The Black-Scholes option valuation model was developed for use in estimating the
fair value of traded options which have no vesting restrictions and are fully
transferable. In addition, option valuation models require the input of highly
subjective input assumptions including the expected stock price volatility.
Because the Company's employee stock options have characteristics significantly
different from those of traded options, and because changes in the subjective
input assumptions can materially affect the fair value estimate, in management's
opinion, the existing models do not necessarily provide a reliable single
measure of the fair value of its employee stock options.
For purposes of pro forma disclosures, the estimated fair value of the options
is amortized to expense over the vesting period of the respective option.
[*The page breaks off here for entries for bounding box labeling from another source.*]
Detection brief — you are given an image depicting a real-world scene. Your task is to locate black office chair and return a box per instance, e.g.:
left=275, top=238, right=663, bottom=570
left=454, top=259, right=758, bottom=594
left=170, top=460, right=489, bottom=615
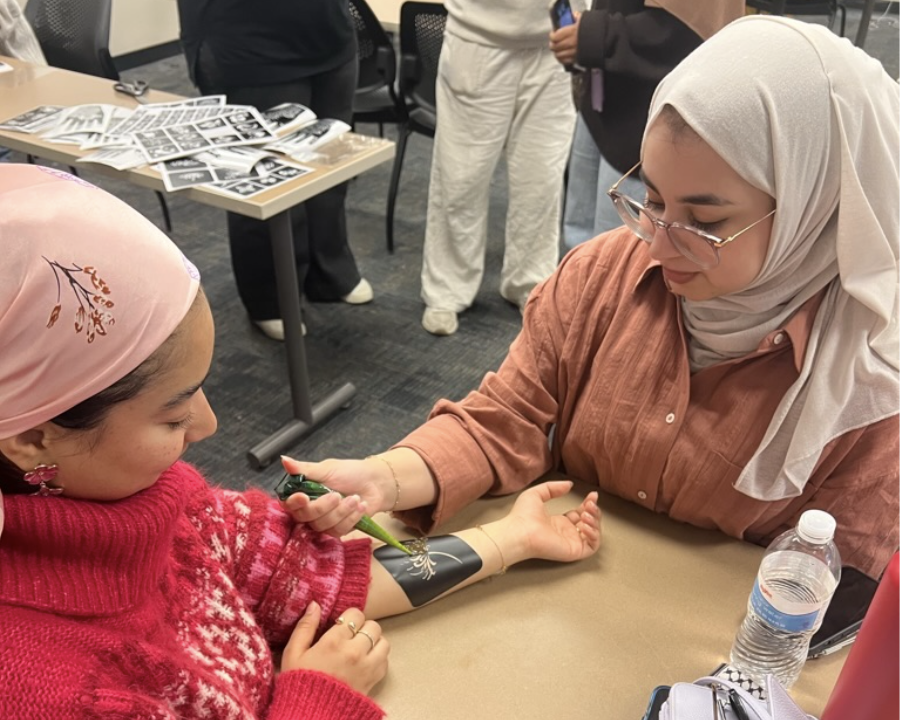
left=25, top=0, right=173, bottom=232
left=386, top=2, right=446, bottom=252
left=348, top=0, right=405, bottom=137
left=747, top=0, right=847, bottom=37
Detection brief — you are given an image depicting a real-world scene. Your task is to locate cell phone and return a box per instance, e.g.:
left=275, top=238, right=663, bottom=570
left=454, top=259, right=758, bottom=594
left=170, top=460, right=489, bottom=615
left=549, top=0, right=575, bottom=30
left=807, top=620, right=863, bottom=659
left=643, top=685, right=671, bottom=720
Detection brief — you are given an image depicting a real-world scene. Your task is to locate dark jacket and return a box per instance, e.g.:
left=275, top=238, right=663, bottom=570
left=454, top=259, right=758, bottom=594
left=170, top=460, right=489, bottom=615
left=177, top=0, right=357, bottom=89
left=577, top=0, right=703, bottom=172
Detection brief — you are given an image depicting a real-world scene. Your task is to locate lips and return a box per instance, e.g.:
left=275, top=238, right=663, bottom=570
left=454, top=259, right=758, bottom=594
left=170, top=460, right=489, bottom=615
left=662, top=266, right=700, bottom=285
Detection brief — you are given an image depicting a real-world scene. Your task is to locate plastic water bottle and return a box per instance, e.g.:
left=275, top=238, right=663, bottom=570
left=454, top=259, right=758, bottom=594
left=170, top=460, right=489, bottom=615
left=731, top=510, right=841, bottom=688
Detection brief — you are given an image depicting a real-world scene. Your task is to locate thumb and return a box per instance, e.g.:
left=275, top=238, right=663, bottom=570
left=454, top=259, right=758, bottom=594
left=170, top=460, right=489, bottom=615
left=279, top=455, right=318, bottom=479
left=284, top=600, right=321, bottom=656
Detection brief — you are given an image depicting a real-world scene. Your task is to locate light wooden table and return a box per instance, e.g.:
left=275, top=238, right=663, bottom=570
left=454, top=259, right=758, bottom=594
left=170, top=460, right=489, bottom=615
left=374, top=484, right=847, bottom=720
left=0, top=56, right=395, bottom=467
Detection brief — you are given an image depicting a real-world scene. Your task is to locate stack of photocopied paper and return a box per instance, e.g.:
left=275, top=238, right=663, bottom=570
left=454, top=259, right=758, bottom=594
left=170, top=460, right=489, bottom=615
left=0, top=95, right=351, bottom=197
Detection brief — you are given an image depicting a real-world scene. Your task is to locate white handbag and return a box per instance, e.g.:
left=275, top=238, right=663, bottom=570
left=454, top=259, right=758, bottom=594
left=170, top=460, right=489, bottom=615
left=659, top=675, right=816, bottom=720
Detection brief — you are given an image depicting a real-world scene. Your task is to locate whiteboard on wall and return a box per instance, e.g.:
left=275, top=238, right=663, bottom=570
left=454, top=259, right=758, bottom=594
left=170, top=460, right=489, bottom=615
left=18, top=0, right=179, bottom=57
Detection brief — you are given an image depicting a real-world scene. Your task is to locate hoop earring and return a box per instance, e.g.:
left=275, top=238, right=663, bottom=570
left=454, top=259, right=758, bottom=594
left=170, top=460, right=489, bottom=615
left=24, top=463, right=63, bottom=497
The
Company's pro forma net loss and pro forma net loss per share, respectively,
would be $6,028,000 and $2.29 and $1,452,000 and $.55 for the years ended 1996
and 1995, respectively. Because FASB 123 is applicable only to options granted
subsequent to December 31, 1994, its pro forma impact will not be fully
reflected until 1999.
The weighted-average exercise price of options outstanding at December 31, 1996
and 1995, is $8.50. The weighted-average remaining contractual life of options
outstanding at December 31, 1996, was 4.5 years. The weighted-average fair value
of options granted in 1995 was $7.70.
8. Related Party Transactions
Rhine Jewelry Limited (Rhine), located in Hong Kong and the Company's principal
supplier, is also a subsidiary of RIHC (Note 1). For the years ended December
31, 1996, 1995, and 1994, the Company's purchases from Rhine were approximately
$4.6 million, $7.5 million, and $8.3 million, respectively.
F-16
<PAGE>
IWI Holding Limited
Notes to Consolidated Financial Statements (continued)
9. Notes Payable
In conjunction with the Daco acquisition, Daco issued promissory notes to the
former shareholders (some of whom are officers). The amounts payable to officers
are due in eight quarterly installments of approximately $68,000 plus interest
at the Canadian bank's prime rate (5% at December 31, 1996) commencing November
30, 1996. The remainder of the notes were due February 28, 1997, and bore
interest at 12%.
Subsequent to December 31, 1996, the terms of these notes were renegotiated. One
half of the principal was paid when due, and the balance ($209,000) is payable
June 30, 1997, and bears interest at 15% per annum.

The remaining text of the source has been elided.